Figure 4. Sum of product ion intensities for peptides for three proteins against injection number to monitor intensity robustness across the experiment. 
Figure 5. Frequencies of peptide precursor mass accuracy. 

MS Robustness – Protein Sequence Coverage and Identifications

One parameter derived is the protein sequence coverage resulting from peptide identifications for each protein. For one protein TNAA_ECOLI, an average sequence coverage of 76% (CV 2.8%) is observed across the experiment, Figure 6A. Figure 6B is a distribution graph showing the ranges of the sequence coverage for all identified proteins and shows a modal range of 40 to 49%. The goal of many proteomic experiments is to first identify proteins prior to determining any regulation of these when comparing different samples/conditions. However, for these QC analyses where the same sample has been injected, the reproducibility of identifications throughout the five-week duration has been measured. Figure 7 shows a Venn diagram whereby identifications comprised of three injections, which correspond to the early (5 days), middle (18 days), and late (38 days) stages of the experiment are combined and compared. This suggests that approximately 76% of proteins are identified in injections across the whole experiment.

Figure 6. (A) Sequence coverage reproducibility for the protein tryptophanase. (B) Sequence coverage distribution for all proteins identified in the experiment. 
Figure 7. E. coli protein identifications from injections at various stages of the experiment. 

Conclusion

MaxPeak HPS Technology ensures that adsorption to column hardware material is minimized. The routine nature of analytical scale chromatography suggests an experimental avenue when sample limitations are not an issue, allowing for high throughput analyses.

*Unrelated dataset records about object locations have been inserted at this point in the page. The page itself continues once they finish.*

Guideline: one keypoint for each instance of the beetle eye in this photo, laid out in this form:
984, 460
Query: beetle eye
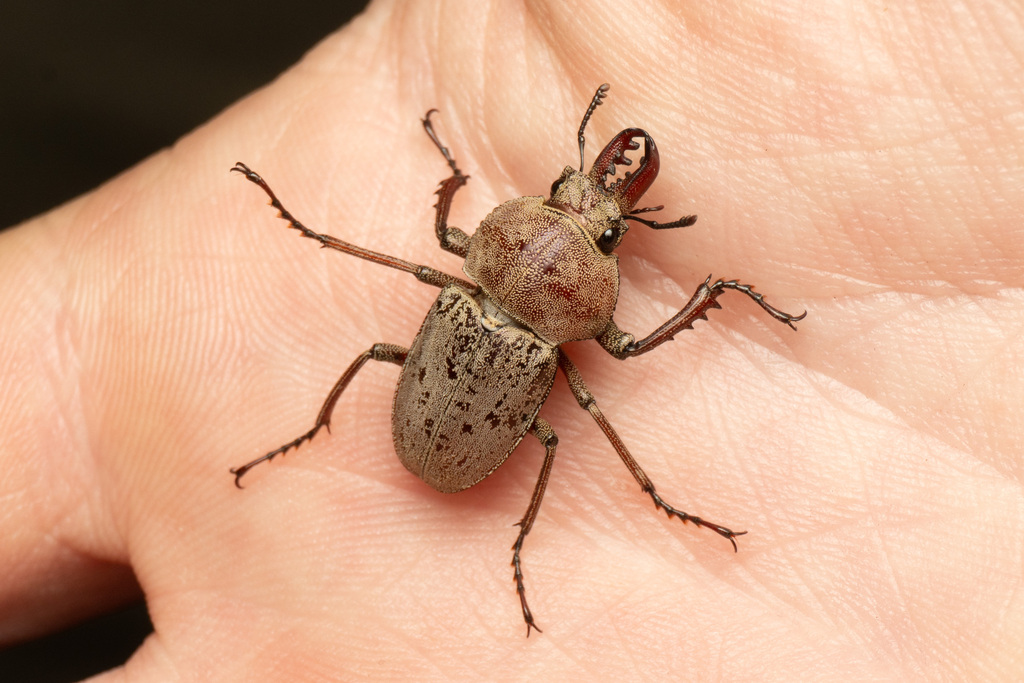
608, 240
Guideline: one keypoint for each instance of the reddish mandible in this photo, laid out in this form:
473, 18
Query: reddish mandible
542, 272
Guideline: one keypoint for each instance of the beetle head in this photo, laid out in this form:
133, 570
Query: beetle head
600, 207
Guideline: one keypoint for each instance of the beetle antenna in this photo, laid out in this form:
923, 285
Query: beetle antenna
602, 90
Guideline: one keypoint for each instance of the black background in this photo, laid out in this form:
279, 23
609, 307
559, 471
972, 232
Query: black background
87, 89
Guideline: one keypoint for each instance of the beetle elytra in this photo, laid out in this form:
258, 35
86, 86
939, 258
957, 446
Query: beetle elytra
542, 272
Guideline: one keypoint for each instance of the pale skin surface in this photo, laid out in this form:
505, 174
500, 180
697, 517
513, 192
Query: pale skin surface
864, 165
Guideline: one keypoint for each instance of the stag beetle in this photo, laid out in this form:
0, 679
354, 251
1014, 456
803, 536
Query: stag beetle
543, 273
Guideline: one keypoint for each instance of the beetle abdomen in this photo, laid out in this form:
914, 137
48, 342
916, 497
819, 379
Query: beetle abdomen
468, 392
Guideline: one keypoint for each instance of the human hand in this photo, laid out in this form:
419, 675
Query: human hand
167, 327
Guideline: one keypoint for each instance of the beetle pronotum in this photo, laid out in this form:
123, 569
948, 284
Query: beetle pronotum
542, 272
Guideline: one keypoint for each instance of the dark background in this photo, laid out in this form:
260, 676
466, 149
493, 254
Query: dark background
87, 89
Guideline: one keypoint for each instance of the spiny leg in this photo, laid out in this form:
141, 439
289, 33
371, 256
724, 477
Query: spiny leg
423, 273
383, 352
451, 239
624, 345
543, 431
586, 399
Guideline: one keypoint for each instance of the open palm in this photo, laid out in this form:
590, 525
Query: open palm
167, 327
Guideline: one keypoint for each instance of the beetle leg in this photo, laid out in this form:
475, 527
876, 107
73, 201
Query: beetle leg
452, 239
586, 399
384, 352
423, 273
542, 430
623, 345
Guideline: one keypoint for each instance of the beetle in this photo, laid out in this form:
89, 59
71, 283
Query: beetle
542, 272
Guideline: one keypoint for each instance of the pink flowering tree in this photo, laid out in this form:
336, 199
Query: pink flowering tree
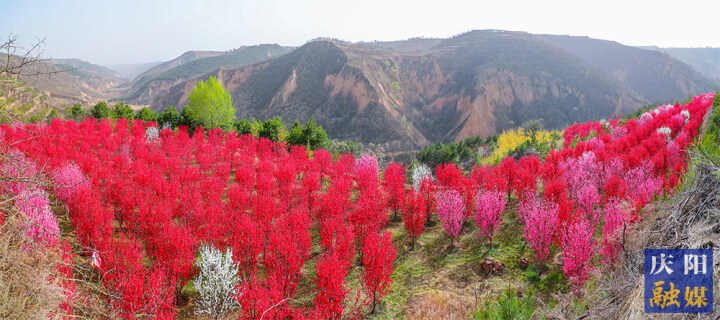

We have shown results from analyzing a QC sample injected within a large scale proteomic experiment, utilizing an LC system and column that have been treated with MaxPeak High Performance Technology, and have shown this LC-MS configuration with SYNAPT XS to exhibit excellent robustness and reproducibility. Over the course of a six week LC-MS study, data metrics derived from the interspersed QC’s demonstrate excellent reproducibility of peptide intensities and precursor retention times. Resulting protein identifications and their sequence coverage is also shown to be maintained throughout the study.

References

  1. Lennon, S, Hughes, CJ, Muazzam, A, Townsend, PA, Gethings, LA, Wilson, ID, Plumb, RS. High-Throughput Microbore Ultrahigh-Performance Liquid Chromatography-Ion Mobility-Enabled-Mass Spectrometry-Based Proteomics Methodology for the Exploratory Analysis of Serum Samples from Large Cohort Studies. J. Proteome Res, 10.1021/acs.jproteome.0c00821.
  2. Mathew DeLano, Thomas H. Walter, Matthew A. Lauber, Martin Gilar, Moon Chul Jung, Jennifer M. Nguyen, Cheryl Boissel, Amit V. Patel, Andrew Bates-Harrison, Kevin D. Wyndham. Anal. Chem. 2021, 93, 5773−5781.
  3. Distler, U, Kuharev, J, Navarro, P, Levin, Y. Drift Time-Specific Collision Energies Enable Deep-Coverage Data-Independent Acquisition Proteomics. Nature Methods, volume 11, pages 167–170 (2014).